Though, Why is it in "net-print"? Oh well  :Question: 

----------

## xfze

Hi, I know I don't have ink as it ran out some time ago when I was using Windows.  As I'm too lousy (or to cheap  :Smile:  to buy a new black cartridge I've been using my folks printers via CUPS/Samba.

But now I do want to have my printer working, after I messed up with CUPS a little the kernel told me "lp0 is on fire". I noticed something wasn't right. After some search I realised It could be due to no paper, paper jammed ... no ink! In the same threads of the "lp0 on fire" I saw someone mentioning that external tools were required so that one could see ink stats. After an emerge -s ink I decided to emerge -av mtink

But now mtink says some problem like "no paper/no ink/no power" is with the printer and it can't get its status (or perform any other action, even the "change cartridge" is out). (By the way, it's a Epson Stylus Color 480 on parallel)

My question(s) is: With no ink at all (black cartridge) does the printer set's herself erroneous disabling comunication with mtink (and CUPS)? Do I need to replace the ink cartridges before they become completely empty? In that case I'll have to boot Windows in order to change this black cartridge, so that i can use the printer in Linux? (I tried to setup the printer's drivers in vmware but i can't get access to the parallel port (/dev/lp0): they only allow /dev/parport0 wich doesn't work for me (device not found...bla bla), maybe i need ppdev.o).

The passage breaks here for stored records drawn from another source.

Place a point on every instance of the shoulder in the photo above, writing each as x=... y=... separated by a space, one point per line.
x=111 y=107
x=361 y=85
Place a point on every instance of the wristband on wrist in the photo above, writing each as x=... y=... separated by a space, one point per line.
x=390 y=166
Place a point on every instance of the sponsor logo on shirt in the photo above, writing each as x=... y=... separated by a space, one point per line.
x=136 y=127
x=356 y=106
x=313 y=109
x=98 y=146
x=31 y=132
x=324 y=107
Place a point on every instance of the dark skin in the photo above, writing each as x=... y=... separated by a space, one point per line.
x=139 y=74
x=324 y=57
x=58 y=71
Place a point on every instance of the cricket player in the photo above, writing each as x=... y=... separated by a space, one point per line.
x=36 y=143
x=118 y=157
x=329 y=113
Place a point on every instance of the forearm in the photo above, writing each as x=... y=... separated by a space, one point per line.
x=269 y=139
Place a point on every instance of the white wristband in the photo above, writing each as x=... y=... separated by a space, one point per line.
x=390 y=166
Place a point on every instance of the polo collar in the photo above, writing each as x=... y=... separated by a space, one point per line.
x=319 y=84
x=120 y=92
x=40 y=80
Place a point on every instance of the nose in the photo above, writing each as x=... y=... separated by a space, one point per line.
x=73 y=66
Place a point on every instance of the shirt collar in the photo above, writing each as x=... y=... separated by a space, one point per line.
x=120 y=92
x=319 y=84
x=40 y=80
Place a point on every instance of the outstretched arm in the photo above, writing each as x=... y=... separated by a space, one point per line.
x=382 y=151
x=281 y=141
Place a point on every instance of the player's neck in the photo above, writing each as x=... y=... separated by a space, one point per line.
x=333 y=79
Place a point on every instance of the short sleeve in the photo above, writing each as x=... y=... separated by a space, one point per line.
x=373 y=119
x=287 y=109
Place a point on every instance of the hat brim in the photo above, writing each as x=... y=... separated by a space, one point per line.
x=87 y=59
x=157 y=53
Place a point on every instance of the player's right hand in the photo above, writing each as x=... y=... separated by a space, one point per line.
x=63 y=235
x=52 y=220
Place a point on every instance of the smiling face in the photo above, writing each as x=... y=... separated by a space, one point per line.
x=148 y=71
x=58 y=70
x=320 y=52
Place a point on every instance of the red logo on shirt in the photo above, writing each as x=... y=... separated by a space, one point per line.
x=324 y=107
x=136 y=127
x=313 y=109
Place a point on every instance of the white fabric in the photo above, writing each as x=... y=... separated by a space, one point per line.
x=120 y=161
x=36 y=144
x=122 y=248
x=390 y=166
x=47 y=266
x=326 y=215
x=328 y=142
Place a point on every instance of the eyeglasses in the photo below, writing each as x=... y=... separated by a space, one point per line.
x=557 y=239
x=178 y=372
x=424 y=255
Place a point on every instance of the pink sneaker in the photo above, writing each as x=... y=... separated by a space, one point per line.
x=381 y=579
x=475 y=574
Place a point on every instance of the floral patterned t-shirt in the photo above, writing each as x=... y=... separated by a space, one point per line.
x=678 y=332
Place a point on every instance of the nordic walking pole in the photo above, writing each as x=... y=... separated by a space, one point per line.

Lunesea did you exchanged the cartridge(s) on windows or via mtink? Did anyone?

----------

## xfze

I compiled the module ppdev.o and now the parallel port works in vmware. The printer is fine, the only problem epson status monitor reports it's the black cartridge's lack of ink  :Smile: 

In the weekend when i get a black cartridge i'll try to make it work with CUPS (and mtink).

By the way: Aren't the linux printer drivers reversed engineered? If so wouldn't the speed and/or quality (or something else) of impressions be better if used the printer with original epson drivers under XP (vmware)? I already use vmware, so it's just a matter of adding one more "printer via samba" to CUPS. That way I would print to a networked printer, connected to same pc  :Very Happy: 

----------

## xfze

I've bought the black ink and now everything works (in vmware-XP and in gentoo-linux via CUPS)

The mtink doesn't work...but anyway I have vmware and i can use the original epson status monitor  :Smile: 

Just one question remaining...Is it better to use the Windows drivers? (In my case it's preety easy, just have to use the printer via CUPS-Samba "connecting it" in the windows of vmware I already have)

----------